Entombed: “Premature Autopsy” (1990) from Left Hand Path (Earache)
Darnielle: Morbid Angel? Cannibal Corpse? Deicide? Vital Remains?
SW: You’re getting closer.
Darnielle: Exhumed? No, Entombed!
SW: Yes.
Darnielle: This is Entombed, really? Wow, they used to sound a lot poppier than that. My main thing is American death metal from South Florida, and North American death metal from Quebec, which is like the hotbed of death metal, which I find exciting, that musical styles pick these random places to become prevalent. I don’t know what to say about it except that I like it because it’s sui generis—it’s its own thing, unbelievably committed to its own craft. I have some punk-rock romance about people who I believe are not doing stuff to make money, you know. When Glenn Benton of Deicide branded an upside-down crucifix on his forehead, that was kind of a cool statement, kind of like saying, “I don’t care if I never get a day job, I’m just gonna play death metal.” I’ve gotta respect that. And Trey Azagthoth of Morbid Angel’s desire to play the most from-space guitar leads in the whole history of the world. That’s dedication.
Spandau Ballet: “Gold” (1983) from True (Chrysalis)

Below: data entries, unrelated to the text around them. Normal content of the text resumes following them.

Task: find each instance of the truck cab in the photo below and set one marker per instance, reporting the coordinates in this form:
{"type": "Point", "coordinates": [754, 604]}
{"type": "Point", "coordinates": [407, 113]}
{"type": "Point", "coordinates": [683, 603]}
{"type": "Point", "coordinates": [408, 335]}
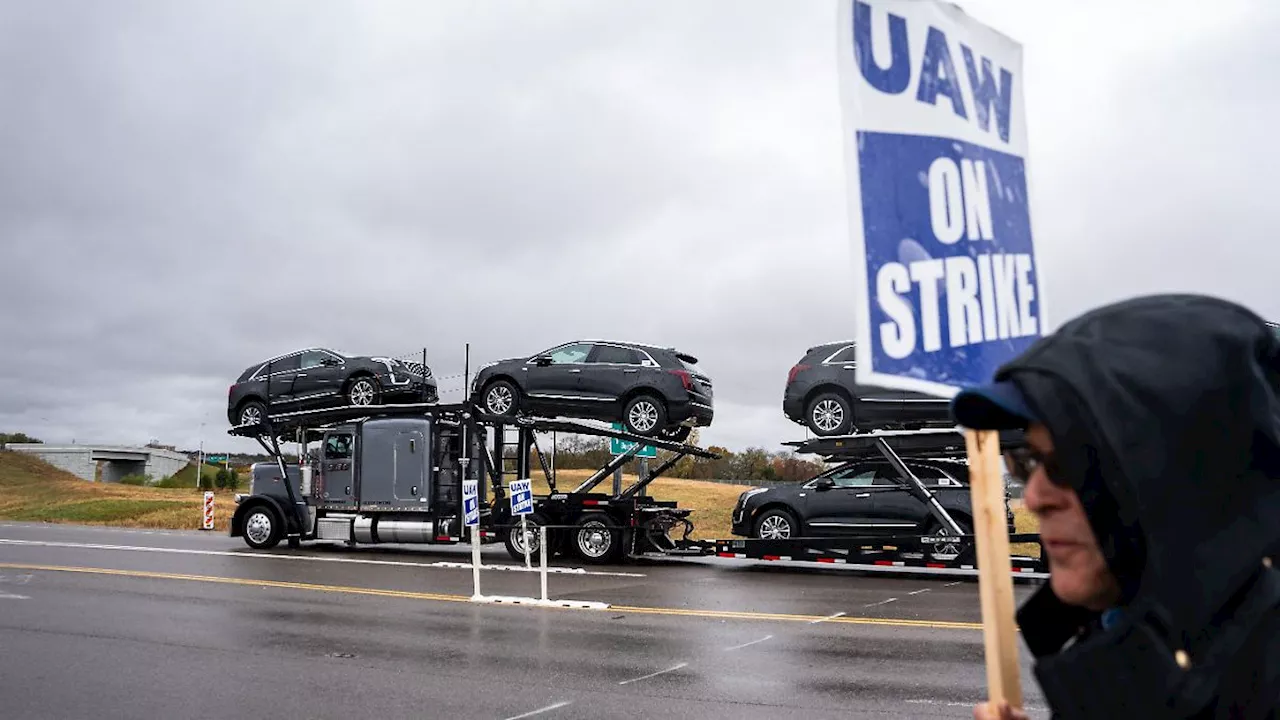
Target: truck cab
{"type": "Point", "coordinates": [371, 481]}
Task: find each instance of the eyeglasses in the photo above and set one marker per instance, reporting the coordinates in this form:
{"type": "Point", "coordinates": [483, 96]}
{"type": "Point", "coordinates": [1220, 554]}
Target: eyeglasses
{"type": "Point", "coordinates": [1023, 461]}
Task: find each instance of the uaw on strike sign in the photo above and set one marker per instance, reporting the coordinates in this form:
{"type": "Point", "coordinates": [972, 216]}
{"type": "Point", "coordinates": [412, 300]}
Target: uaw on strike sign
{"type": "Point", "coordinates": [940, 220]}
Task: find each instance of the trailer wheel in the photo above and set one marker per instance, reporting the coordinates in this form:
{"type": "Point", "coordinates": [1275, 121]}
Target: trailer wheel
{"type": "Point", "coordinates": [501, 397]}
{"type": "Point", "coordinates": [949, 551]}
{"type": "Point", "coordinates": [263, 528]}
{"type": "Point", "coordinates": [597, 538]}
{"type": "Point", "coordinates": [515, 538]}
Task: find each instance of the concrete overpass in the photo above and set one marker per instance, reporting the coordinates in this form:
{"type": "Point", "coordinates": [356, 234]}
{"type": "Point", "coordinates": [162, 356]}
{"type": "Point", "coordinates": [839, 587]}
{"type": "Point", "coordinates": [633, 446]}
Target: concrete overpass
{"type": "Point", "coordinates": [118, 461]}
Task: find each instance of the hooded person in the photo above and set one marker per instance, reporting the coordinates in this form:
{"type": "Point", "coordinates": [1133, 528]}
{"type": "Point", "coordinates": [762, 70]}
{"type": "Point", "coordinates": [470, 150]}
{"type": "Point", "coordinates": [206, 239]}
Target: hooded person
{"type": "Point", "coordinates": [1152, 461]}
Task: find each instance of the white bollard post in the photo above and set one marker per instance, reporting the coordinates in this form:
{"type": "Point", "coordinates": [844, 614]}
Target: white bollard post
{"type": "Point", "coordinates": [209, 511]}
{"type": "Point", "coordinates": [524, 536]}
{"type": "Point", "coordinates": [542, 557]}
{"type": "Point", "coordinates": [475, 563]}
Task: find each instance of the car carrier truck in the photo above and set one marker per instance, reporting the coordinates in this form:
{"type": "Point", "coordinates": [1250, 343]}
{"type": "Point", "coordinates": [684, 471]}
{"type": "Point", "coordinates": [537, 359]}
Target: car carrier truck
{"type": "Point", "coordinates": [393, 474]}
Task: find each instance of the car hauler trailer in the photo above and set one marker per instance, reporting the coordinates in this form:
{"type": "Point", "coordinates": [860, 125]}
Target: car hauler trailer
{"type": "Point", "coordinates": [394, 474]}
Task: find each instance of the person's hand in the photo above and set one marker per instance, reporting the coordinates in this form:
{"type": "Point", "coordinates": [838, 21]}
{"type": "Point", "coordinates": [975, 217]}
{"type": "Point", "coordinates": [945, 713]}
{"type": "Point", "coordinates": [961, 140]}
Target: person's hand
{"type": "Point", "coordinates": [997, 711]}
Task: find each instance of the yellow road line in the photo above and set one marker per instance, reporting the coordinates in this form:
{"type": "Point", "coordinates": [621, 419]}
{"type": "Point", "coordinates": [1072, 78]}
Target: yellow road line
{"type": "Point", "coordinates": [443, 597]}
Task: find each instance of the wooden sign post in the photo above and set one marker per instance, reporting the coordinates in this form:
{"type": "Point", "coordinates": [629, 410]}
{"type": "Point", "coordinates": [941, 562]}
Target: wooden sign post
{"type": "Point", "coordinates": [995, 570]}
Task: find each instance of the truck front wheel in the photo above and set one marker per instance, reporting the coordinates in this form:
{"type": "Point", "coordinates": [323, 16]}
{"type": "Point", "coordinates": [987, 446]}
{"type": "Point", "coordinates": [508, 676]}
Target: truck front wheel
{"type": "Point", "coordinates": [263, 528]}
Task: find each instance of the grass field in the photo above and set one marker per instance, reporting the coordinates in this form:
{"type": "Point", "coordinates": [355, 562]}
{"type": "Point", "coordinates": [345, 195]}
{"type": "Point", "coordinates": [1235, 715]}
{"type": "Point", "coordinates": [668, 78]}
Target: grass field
{"type": "Point", "coordinates": [35, 491]}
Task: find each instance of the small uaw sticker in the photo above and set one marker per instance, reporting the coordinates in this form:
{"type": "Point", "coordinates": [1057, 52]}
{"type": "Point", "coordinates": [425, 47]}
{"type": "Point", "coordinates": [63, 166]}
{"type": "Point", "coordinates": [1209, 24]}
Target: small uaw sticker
{"type": "Point", "coordinates": [470, 502]}
{"type": "Point", "coordinates": [521, 497]}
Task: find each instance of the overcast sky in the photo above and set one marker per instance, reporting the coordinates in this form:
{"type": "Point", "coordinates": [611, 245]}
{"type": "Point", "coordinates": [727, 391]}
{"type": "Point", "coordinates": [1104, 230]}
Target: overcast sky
{"type": "Point", "coordinates": [190, 187]}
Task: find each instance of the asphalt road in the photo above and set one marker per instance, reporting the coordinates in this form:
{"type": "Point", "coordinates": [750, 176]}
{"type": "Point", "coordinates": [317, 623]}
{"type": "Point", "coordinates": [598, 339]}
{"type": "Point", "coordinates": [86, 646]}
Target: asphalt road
{"type": "Point", "coordinates": [108, 623]}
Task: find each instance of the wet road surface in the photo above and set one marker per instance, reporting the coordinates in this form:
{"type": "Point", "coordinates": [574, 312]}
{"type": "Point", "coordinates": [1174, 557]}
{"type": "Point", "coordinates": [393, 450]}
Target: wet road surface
{"type": "Point", "coordinates": [112, 623]}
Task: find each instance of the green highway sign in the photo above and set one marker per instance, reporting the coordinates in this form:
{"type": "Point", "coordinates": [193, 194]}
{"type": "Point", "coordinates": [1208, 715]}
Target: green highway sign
{"type": "Point", "coordinates": [620, 446]}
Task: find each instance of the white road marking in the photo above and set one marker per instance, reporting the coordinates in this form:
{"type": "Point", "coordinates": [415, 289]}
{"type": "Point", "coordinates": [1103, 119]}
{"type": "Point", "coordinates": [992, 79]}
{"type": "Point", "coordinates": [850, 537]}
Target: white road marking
{"type": "Point", "coordinates": [442, 564]}
{"type": "Point", "coordinates": [827, 618]}
{"type": "Point", "coordinates": [548, 709]}
{"type": "Point", "coordinates": [654, 674]}
{"type": "Point", "coordinates": [748, 645]}
{"type": "Point", "coordinates": [951, 703]}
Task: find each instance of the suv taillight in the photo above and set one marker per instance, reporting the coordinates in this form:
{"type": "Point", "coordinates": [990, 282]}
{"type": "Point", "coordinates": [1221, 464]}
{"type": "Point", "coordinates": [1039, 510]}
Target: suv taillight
{"type": "Point", "coordinates": [795, 370]}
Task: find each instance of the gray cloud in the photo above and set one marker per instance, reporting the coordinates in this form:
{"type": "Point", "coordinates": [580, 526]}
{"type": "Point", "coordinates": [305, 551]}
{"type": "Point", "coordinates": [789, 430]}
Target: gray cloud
{"type": "Point", "coordinates": [188, 188]}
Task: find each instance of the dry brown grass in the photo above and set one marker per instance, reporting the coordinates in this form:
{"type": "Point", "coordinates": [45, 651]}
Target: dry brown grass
{"type": "Point", "coordinates": [33, 491]}
{"type": "Point", "coordinates": [1024, 523]}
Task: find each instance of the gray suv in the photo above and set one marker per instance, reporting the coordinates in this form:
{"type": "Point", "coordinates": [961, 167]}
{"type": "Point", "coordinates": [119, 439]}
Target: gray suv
{"type": "Point", "coordinates": [821, 392]}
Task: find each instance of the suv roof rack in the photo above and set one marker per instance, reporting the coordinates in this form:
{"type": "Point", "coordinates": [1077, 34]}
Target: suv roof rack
{"type": "Point", "coordinates": [926, 443]}
{"type": "Point", "coordinates": [287, 424]}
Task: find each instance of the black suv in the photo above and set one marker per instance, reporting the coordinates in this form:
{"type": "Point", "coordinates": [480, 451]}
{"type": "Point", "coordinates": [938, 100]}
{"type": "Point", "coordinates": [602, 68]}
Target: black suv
{"type": "Point", "coordinates": [862, 497]}
{"type": "Point", "coordinates": [320, 378]}
{"type": "Point", "coordinates": [821, 393]}
{"type": "Point", "coordinates": [650, 391]}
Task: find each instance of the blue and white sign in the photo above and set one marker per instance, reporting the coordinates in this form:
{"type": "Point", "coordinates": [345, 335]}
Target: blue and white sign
{"type": "Point", "coordinates": [470, 502]}
{"type": "Point", "coordinates": [521, 497]}
{"type": "Point", "coordinates": [940, 219]}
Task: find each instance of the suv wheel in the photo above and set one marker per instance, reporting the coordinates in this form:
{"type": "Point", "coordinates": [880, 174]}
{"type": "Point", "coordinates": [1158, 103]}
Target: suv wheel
{"type": "Point", "coordinates": [644, 415]}
{"type": "Point", "coordinates": [776, 524]}
{"type": "Point", "coordinates": [252, 413]}
{"type": "Point", "coordinates": [501, 397]}
{"type": "Point", "coordinates": [830, 414]}
{"type": "Point", "coordinates": [362, 391]}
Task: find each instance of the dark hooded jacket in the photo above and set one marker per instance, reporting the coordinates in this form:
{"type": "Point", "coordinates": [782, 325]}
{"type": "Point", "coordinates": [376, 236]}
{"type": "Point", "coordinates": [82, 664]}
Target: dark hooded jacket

Darnielle: I don’t know if I can gear my Spandau Ballet shtick from memory anymore. I think they’re great in a very awful way. They were awful at the time. If anyone liked Spandau Ballet when they were new, I would question their judgment. But history has done a curious thing to Spandau Ballet. It’s made them more interesting. I think that’s a valid way to listen to music, by the way. I think lots of things get more interesting when you add some time to them. To hate something now and like it three years from now isn’t so much hypocritical as it is critical.
The Mountain Goats play Tractor Tavern with Vinny Miller and We Ragazzi at 9 p.m. Sat., May 22. $10 adv./$12.